Развернувшись, я побрёл в сторону дороги. С небольшим запозданием и большим нежеланием подорвались и остальные. В глазах их царил какой-то неописуемый мрак и потерянность. Казалось, они вот-вот вырвутся из своих тел и ринуться карать всё плохое во имя всего хорошего. Всё же люди здесь совсем не такие, как в будущем. Они легко принимают смерть, но при этом ценят жизнь ближних, не страшась отдать свою. Готовы жертвовать собой для спасения других. Возможно, не все такие, но мои гвардейцы уж точно.
Когда мы седлали коней, к нам, мелко семеня, бежал низенький старичок с неухоженной седой бородой и причудливой шапкой. Не смотря на свой явно преклонный возраст двигался он весьма резво, явно боясь не успеть. Завидев его, я, глубоко вздохнув, приподнял руку, сигнализируя об остановке. Подбежав к нам, он снял свою шапку, оголяя редкую седину и, тяжело дыша, затараторил:
— Люди добрые! Куда ж вы собрались-то?
— А то не ведаешь? — Хмуро ответил я вопросом на вопрос.
— Да то мне вестимо. — Видимо, осознав неуместность своего вопроса замялся он. — Просьба у меня к тебе, господин.
— А ты кто сам будешь? — Вмешался в разговор Генрих.
— Так староста я. — Отозвался старик. — Когда тати эти набежали, я в усадьбе у барина схоронился. Но то не важно. — Он неопределённо махнул рукой. — Мы подсчитали: они ж десяток здоровых мужиков порубили!

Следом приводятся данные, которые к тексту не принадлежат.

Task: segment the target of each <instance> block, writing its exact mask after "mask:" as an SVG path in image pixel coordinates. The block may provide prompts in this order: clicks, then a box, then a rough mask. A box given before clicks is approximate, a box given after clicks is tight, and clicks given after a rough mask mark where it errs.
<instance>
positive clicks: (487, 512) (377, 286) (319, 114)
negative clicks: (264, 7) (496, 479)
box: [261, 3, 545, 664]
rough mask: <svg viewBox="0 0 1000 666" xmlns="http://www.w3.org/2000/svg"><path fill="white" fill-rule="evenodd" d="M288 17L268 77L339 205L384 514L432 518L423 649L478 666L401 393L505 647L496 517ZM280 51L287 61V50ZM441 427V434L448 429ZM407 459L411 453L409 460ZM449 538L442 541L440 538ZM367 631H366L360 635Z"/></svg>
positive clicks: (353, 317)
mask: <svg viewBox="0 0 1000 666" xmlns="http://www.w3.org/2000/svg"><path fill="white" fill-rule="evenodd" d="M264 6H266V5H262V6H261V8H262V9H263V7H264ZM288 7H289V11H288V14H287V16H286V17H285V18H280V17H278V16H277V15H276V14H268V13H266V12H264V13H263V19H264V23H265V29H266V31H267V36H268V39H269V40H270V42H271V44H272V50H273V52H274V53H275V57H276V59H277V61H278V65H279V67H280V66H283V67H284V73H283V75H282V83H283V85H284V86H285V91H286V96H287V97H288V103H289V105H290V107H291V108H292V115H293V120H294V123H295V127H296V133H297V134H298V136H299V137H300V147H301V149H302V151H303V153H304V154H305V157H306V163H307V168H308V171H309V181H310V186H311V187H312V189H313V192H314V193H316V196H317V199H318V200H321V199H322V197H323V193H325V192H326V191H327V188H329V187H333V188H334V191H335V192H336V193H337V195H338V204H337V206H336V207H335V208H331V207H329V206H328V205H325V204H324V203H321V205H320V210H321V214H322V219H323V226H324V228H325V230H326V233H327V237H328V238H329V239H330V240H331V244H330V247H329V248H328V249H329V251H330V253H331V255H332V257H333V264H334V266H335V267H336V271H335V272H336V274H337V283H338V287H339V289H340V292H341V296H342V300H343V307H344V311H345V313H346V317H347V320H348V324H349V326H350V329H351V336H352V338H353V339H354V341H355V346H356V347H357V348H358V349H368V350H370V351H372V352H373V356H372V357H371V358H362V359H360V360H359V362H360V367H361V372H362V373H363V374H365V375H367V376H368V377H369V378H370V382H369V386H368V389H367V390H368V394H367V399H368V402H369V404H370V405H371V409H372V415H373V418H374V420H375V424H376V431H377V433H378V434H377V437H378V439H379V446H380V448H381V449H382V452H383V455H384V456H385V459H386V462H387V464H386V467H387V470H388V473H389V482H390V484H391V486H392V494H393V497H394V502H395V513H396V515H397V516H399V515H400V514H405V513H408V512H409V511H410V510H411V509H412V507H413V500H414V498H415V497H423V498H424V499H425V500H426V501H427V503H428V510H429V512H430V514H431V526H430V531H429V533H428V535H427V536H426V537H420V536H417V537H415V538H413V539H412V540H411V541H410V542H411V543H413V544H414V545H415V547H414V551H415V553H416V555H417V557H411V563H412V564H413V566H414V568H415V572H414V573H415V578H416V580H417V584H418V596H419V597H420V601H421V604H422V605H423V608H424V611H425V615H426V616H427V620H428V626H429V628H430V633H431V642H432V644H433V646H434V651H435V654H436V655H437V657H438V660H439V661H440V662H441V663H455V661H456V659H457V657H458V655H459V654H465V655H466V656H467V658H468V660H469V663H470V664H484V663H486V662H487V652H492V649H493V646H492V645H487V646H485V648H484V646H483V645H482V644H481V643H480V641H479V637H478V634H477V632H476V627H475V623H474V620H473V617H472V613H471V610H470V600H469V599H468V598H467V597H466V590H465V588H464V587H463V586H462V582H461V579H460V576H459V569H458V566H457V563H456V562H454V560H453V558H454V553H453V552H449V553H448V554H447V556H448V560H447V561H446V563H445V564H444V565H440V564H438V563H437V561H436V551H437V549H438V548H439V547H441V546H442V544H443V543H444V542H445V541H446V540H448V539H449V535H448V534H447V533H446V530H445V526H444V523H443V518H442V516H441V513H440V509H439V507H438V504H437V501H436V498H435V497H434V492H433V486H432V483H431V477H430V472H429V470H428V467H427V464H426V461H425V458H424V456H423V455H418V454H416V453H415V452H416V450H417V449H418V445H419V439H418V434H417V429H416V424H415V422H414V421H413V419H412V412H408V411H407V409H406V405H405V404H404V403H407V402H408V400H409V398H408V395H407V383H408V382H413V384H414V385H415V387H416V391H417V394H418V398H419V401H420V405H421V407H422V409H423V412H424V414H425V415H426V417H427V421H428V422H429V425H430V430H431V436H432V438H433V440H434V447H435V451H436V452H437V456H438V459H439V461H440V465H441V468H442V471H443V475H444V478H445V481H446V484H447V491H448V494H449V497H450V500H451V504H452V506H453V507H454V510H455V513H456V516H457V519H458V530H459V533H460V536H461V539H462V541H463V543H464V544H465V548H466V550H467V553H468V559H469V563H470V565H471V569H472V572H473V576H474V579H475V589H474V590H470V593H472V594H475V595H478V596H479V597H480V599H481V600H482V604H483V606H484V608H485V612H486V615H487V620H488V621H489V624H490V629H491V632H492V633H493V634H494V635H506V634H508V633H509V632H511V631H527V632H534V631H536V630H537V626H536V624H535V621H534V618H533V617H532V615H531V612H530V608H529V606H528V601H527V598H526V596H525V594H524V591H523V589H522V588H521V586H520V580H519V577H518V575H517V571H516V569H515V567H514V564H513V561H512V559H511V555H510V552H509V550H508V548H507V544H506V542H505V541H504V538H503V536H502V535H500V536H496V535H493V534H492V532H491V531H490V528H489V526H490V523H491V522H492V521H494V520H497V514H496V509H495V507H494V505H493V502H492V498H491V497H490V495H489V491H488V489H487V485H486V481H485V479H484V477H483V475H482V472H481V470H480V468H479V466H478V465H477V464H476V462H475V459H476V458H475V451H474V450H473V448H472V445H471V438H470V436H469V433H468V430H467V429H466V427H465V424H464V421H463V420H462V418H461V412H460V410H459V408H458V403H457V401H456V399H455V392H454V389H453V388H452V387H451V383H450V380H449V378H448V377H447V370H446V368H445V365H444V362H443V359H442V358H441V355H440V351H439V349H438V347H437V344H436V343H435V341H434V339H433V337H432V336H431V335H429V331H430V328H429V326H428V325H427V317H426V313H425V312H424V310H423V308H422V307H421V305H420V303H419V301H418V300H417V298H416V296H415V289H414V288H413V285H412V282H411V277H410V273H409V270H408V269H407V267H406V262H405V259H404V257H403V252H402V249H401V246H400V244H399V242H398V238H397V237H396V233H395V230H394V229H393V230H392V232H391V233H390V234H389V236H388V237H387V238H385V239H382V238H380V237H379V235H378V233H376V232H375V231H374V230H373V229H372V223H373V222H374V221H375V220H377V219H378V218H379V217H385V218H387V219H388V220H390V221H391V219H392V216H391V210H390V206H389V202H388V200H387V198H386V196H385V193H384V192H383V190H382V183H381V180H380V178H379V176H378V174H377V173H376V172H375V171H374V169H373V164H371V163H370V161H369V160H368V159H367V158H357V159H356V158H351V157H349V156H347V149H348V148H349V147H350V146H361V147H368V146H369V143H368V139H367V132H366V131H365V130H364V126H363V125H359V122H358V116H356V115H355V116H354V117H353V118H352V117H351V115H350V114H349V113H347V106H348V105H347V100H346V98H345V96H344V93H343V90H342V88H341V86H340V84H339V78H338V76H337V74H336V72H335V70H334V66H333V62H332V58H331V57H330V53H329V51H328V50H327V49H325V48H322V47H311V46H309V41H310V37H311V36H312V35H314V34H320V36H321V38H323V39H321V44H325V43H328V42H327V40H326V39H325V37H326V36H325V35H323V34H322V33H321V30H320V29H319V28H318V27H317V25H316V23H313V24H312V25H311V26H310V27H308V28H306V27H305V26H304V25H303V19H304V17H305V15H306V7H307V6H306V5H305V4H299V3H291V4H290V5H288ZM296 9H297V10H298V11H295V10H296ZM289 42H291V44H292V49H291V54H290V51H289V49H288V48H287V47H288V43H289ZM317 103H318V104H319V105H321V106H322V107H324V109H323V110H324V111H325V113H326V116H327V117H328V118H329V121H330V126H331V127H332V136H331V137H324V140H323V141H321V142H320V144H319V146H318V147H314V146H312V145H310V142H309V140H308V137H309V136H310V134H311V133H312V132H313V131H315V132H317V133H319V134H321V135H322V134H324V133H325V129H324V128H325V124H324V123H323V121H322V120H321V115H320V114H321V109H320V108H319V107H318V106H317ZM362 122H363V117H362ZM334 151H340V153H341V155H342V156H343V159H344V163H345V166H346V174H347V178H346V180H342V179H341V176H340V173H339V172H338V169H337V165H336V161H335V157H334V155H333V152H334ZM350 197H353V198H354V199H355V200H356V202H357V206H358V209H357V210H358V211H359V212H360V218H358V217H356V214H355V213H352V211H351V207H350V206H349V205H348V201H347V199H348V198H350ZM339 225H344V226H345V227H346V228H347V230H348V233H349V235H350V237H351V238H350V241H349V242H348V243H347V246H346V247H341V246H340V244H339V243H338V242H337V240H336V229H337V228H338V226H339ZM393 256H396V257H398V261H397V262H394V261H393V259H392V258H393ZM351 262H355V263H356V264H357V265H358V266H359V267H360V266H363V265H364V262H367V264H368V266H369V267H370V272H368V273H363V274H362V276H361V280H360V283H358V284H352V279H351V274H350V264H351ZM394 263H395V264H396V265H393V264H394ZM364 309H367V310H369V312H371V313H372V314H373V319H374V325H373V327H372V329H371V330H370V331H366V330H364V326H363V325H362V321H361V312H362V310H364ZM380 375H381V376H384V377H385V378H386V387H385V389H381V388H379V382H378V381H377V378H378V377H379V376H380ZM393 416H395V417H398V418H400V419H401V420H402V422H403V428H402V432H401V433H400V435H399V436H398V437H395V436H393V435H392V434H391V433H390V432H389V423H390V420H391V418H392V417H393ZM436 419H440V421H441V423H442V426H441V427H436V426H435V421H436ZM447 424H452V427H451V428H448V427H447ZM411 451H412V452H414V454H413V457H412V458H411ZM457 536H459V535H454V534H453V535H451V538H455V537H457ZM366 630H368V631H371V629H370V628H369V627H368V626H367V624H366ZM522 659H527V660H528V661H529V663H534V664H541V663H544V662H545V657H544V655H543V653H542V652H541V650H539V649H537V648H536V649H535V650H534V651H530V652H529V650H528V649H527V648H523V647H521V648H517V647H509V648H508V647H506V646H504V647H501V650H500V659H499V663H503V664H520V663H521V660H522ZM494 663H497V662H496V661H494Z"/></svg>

— Соболезную, — Бесчувственно прервал его я, — А нам-то с этого что? Мы вон, — Я указал в сторону холмика с громадным крестом, — Тоже своего похоронили. А он дороже всех твоих холопов был. — Старик взглянул туда, куда я указал, тяжело сглотнул и ещё больше потупил взгляд.
— Да, я видел. Молодой был отрок. Жалко, конечно. — Повисла густая, как дёготь, пауза. — Я чего подошёл. У нас ртов полно, а кормить теперь уже некому. — Мы с Майером нахмурено переглянулись.
— Ты что, старик, на паперти? — Вспылил Генрих, — Мы тебе, считай, жизнь спасли!
— Да что ты, барин, не прошу я у вас ничего! — Испуганно зажурчал староста.
— Слушаю тебя, — Спокойно сказал я. — Но учти: ежели ты попусту ратников моих в походе задерживать вздумал — пойдёшь по всем законам военного времени, — Я недвусмысленно положил руку на ручку сабли. Ну вот нет у меня сейчас настроения вести пустые разговоры. Старик в очередной раз испуганно сглотнул. Похоже, для себя он уже решил, что подошёл явно не вовремя.
— Так возьми отроков наших, — Осторожно начал староста, — Они, право, не чета ратникам твоим, но всё ж и не юродивые. И нам сподручней будет, потому как пользы от них не так много, а жрут, знаешь, как не в себя. И вам в помощь будут. Да хоть в обозе за поводьями сидеть. Али лошадей на ночёвке поить да кормить. — Он враз замолчал, ожидая вердикта.
— Каждый воин сам за своим конём ухаживает, — Начал я, одновременно раздумывая над его предложением. В целом о пополнении личного состава я задумывался ещё до похода. Да только как-то не было ни лишних средств ни времени. Да и ассортимент работорговцев вроде как не бездонный и сами они, будучи теми ещё «евреями», не упустят возможности взвинтить цены завидев большую прибыль. Сейчас же, как мне кажется, десяток как никогда нуждается в свежей крови. — Впрочем, ежели ты их конными выдашь — то я подумаю.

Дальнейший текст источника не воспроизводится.